Chapter 9. Failure Detection

If a tree falls in a forest and no one is around to hear it, does it make a sound?

Unknown Author

In order for a system to appropriately react to failures, failures should be detected in a timely manner. A faulty process might get contacted even though it won’t be able to respond, increasing latencies and reducing overall system availability.

Detecting failures in asynchronous distributed systems (i.e., without making any timing assumptions) is extremely difficult as it’s impossible to tell whether the process has crashed, or is running slowly and taking an indefinitely long time to respond. We discussed a problem related to this one in “FLP Impossibility”.

Terms such as dead, failed, and crashed are usually used to describe a process that has stopped executing its steps completely. Terms such as unresponsive, faulty, and slow are used to describe suspected processes, which may actually be dead.

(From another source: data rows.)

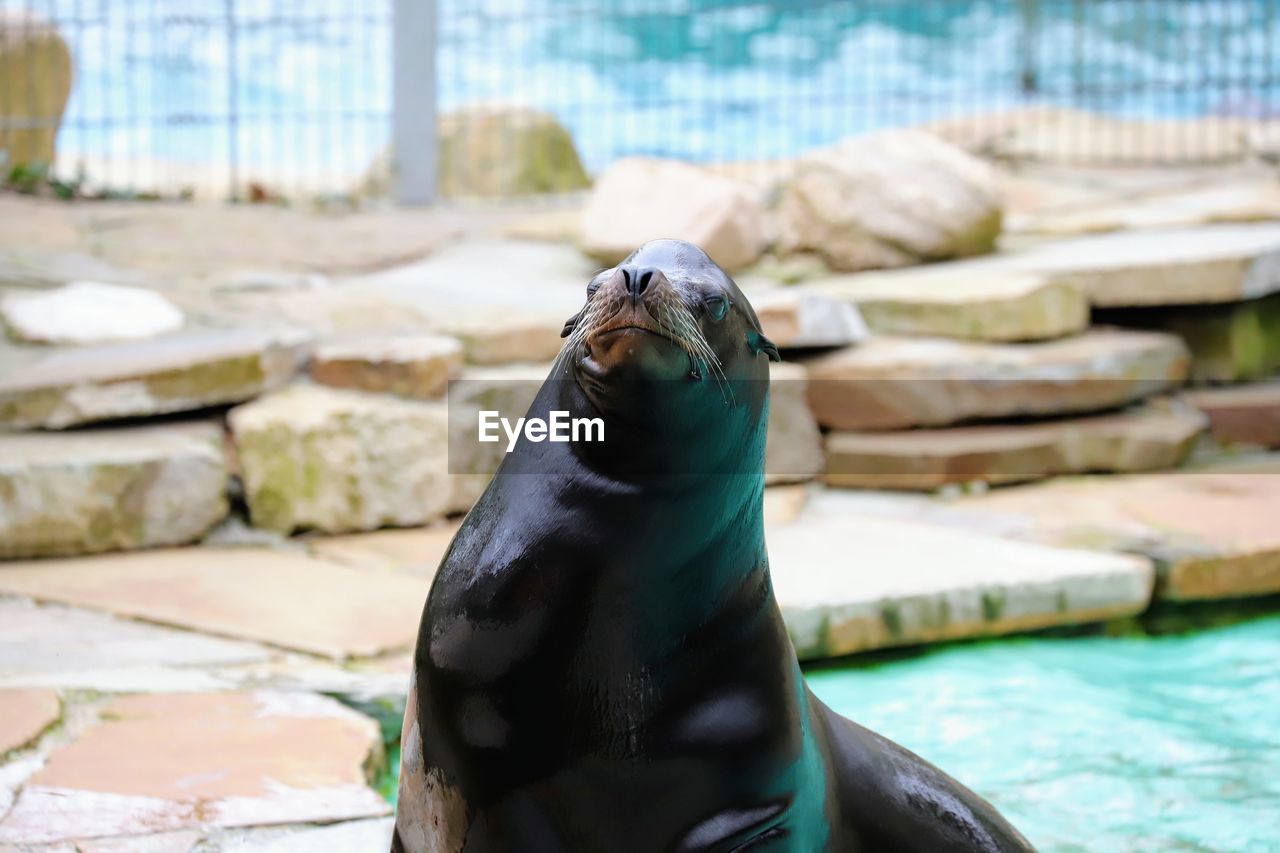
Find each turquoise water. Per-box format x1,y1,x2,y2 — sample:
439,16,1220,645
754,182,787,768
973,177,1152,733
35,0,1280,175
808,616,1280,853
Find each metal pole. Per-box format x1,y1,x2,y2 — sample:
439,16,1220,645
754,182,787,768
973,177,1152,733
390,0,439,205
223,0,239,201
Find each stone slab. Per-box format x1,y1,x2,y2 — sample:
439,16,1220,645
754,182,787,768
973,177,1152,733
0,598,273,692
805,264,1089,342
1096,293,1280,383
0,688,63,757
805,328,1188,429
0,548,428,658
806,222,1280,307
956,465,1280,601
1187,382,1280,447
311,334,462,400
0,692,390,844
0,280,184,345
824,401,1208,491
751,288,867,348
764,364,823,483
0,421,227,558
768,515,1153,660
232,817,396,853
0,329,306,429
228,386,452,533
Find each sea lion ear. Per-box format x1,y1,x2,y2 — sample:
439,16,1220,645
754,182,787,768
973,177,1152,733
746,329,782,361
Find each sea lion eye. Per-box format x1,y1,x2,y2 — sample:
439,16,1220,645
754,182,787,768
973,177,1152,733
707,293,728,320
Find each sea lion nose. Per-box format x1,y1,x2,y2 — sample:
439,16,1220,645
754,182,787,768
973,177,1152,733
621,266,666,302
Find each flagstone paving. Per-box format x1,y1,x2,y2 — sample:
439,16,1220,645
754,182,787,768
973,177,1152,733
0,692,390,844
0,688,61,757
0,548,428,658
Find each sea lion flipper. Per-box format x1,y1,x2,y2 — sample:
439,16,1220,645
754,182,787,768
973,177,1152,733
809,693,1034,853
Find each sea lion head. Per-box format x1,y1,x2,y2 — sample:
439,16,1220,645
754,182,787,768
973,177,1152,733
561,240,778,396
558,240,778,470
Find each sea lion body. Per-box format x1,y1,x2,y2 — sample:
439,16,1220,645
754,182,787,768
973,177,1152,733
392,241,1030,853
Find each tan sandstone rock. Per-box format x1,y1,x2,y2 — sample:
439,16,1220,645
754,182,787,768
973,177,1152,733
806,328,1188,429
0,688,63,757
804,270,1089,342
0,9,72,168
1098,290,1280,383
962,466,1280,601
751,288,867,348
0,423,227,558
0,690,390,844
778,131,1001,270
0,547,426,662
1187,382,1280,447
0,329,306,429
311,334,462,400
826,403,1207,491
581,158,765,272
768,514,1153,660
228,386,451,533
764,364,823,483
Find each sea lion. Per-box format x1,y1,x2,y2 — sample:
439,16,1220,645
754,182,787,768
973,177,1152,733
392,240,1032,853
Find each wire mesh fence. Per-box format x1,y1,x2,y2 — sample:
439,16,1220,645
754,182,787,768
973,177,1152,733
0,0,1280,197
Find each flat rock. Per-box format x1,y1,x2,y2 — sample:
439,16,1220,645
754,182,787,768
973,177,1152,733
307,521,458,578
0,329,306,429
0,692,390,844
764,364,823,483
804,264,1089,342
957,465,1280,601
1097,293,1280,383
955,223,1280,307
580,158,765,272
751,289,867,348
1187,382,1280,447
0,548,426,658
0,599,273,693
768,515,1153,660
0,282,183,345
228,386,452,533
0,423,227,558
826,401,1207,491
221,817,396,853
806,328,1188,429
777,129,1002,270
0,688,63,757
311,334,462,400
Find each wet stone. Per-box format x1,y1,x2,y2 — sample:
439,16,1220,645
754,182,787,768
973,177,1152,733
824,401,1207,491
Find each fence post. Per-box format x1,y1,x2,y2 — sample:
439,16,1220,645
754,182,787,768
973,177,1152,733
390,0,439,205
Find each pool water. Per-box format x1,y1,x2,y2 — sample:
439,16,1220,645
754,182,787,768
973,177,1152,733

Failures may occur on the link level (messages between processes are lost or delivered slowly), or on the process level (the process crashes or is running slowly), and slowness may not always be distinguishable from failure. This means there’s always a trade-off between wrongly suspecting alive processes as dead (producing false-positives), and delaying marking an unresponsive process as dead, giving it the benefit of doubt and expecting it to respond eventually (producing false-negatives).

A failure detector is a local subsystem responsible for identifying failed or unreachable processes to exclude them from the algorithm and guarantee liveness while preserving safety.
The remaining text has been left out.